This is the talk page for discussing improvements to the Tesseract (software) article. This is not a forum for general discussion of the article's subject. |
Article policies
|
Find sources: Google (books · news · scholar · free images · WP refs) · FENS · JSTOR · TWL |
This article is written in American English, which has its own spelling conventions (color, defense, traveled) and some terms that are used in it may be different or absent from other varieties of English. According to the relevant style guide, this should not be changed without broad consensus. |
This article is rated Start-class on Wikipedia's content assessment scale. It is of interest to the following WikiProjects: | ||||||||||||||||||||||||||||||||||
|
Not quite free software?
editAlthough most of Tesseract is free software under the Apache License v2.0, the Aspirin neural network engine may not be. I've no idea if that license is free. I might email the FSF and ask - David Gerard 20:58, 7 September 2006 (UTC)
- It seems Aspirin was removed in v. 1.02. Rwxrwxrwx 18:25, 5 November 2006 (UTC)
- Yeah, I finally got email back from the FSF - they asked Google about that bit of the licence and Google apparently went "oops" :-) - David Gerard 16:23, 15 April 2007 (UTC)
User-friendly versions
editTesseract seems rather technically challenging to install/configure.
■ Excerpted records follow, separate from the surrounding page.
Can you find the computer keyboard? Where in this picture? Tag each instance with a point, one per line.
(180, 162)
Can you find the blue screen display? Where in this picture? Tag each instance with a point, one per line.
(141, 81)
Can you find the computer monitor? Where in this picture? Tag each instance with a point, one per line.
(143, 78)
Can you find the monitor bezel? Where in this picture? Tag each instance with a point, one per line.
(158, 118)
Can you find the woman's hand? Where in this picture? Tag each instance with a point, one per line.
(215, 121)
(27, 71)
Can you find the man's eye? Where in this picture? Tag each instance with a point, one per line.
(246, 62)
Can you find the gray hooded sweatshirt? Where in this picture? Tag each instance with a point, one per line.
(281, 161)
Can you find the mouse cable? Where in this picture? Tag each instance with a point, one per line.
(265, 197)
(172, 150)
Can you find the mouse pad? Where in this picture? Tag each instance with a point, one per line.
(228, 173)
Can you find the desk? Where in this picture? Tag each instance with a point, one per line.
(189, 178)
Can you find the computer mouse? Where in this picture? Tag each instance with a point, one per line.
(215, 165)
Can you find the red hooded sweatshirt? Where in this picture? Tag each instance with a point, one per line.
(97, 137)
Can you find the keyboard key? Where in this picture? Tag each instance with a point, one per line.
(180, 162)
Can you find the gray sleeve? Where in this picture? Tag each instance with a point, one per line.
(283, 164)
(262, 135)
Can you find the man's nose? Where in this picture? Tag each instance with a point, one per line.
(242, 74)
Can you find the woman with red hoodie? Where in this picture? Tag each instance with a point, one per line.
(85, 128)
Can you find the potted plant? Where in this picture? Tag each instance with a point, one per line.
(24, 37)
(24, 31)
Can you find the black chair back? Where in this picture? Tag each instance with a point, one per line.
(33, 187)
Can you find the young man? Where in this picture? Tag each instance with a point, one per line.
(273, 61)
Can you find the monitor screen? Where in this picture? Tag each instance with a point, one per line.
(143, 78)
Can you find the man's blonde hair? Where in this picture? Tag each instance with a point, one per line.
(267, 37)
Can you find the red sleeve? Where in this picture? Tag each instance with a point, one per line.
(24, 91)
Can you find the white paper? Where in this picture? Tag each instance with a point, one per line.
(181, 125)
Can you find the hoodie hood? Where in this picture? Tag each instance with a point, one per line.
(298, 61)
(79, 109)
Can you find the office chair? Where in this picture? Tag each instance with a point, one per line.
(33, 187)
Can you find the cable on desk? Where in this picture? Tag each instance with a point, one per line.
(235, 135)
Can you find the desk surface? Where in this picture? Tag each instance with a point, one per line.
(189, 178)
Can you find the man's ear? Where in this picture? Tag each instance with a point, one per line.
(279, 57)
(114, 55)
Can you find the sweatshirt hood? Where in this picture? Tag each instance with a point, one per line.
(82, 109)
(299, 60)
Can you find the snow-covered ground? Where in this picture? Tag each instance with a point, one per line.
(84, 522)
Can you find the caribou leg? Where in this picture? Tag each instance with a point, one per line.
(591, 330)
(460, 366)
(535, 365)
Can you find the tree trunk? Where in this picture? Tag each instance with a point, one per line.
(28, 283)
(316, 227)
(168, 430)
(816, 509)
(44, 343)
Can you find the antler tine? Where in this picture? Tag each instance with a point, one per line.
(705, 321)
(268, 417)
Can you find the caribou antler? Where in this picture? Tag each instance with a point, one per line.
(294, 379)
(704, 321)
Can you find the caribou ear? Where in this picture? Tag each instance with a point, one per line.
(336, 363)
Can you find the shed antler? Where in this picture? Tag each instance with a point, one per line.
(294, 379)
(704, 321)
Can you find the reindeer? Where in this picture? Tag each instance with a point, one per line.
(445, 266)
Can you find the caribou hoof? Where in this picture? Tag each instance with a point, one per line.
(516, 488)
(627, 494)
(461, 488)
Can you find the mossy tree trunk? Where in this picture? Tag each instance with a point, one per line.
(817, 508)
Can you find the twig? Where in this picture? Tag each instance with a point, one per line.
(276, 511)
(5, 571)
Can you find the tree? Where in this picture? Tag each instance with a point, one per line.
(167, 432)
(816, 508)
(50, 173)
FreeOCR is built on it, and may be more user-friendly for people who have the required Windows 2K/XP. Archivista Box is a complete document management solution Linux livecd that includes Tesseract.[1] [2] The iso download is here:[3] Do any other livecds include Tesseract? Does anyone make it available as on online tool? It is odd that this is a google project, but they aren't making it available in readily usable forms. -69.87.204.80 20:34, 2 October 2007 (UTC)
- Tesseract is available on the Ubuntu repositories via the Synaptic package manager. It is therefore very easy to install, just a matter of checking a couple of boxes. Using it from the command line is also very simple as described in the Ubuntu Documentation - Ahunt (talk) 12:31, 28 June 2008 (UTC)
Userbox
editIf you use Tesseract, please feel free to put this userbox on your user page!
Code | Result | |
---|---|---|
|{{User:Ahunt/Tesseract}} | Usage |
Formats
editI've just tried to scan a file on Ubuntu. I got this output:
screenshot.bmp: Not a TIFF or MDI file, bad magic number 19778 (0x4d42).
It seems that Tesseract wants a TIFF, or Microsoft's proprietary version of TIFF. No BMP. That contradicts the article. — Chameleon 23:53, 20 August 2008 (UTC)
- You are quite right: the article is wrong and the Ubuntu wiki is right. I will fix the article. If you use ".tif" (and only that extension) it works really well. - Ahunt (talk) 00:07, 21 August 2008 (UTC)
Spell checking?
editA spell checker is not integrated, it seems.-- Matthead Discuß 13:02, 26 February 2011 (UTC)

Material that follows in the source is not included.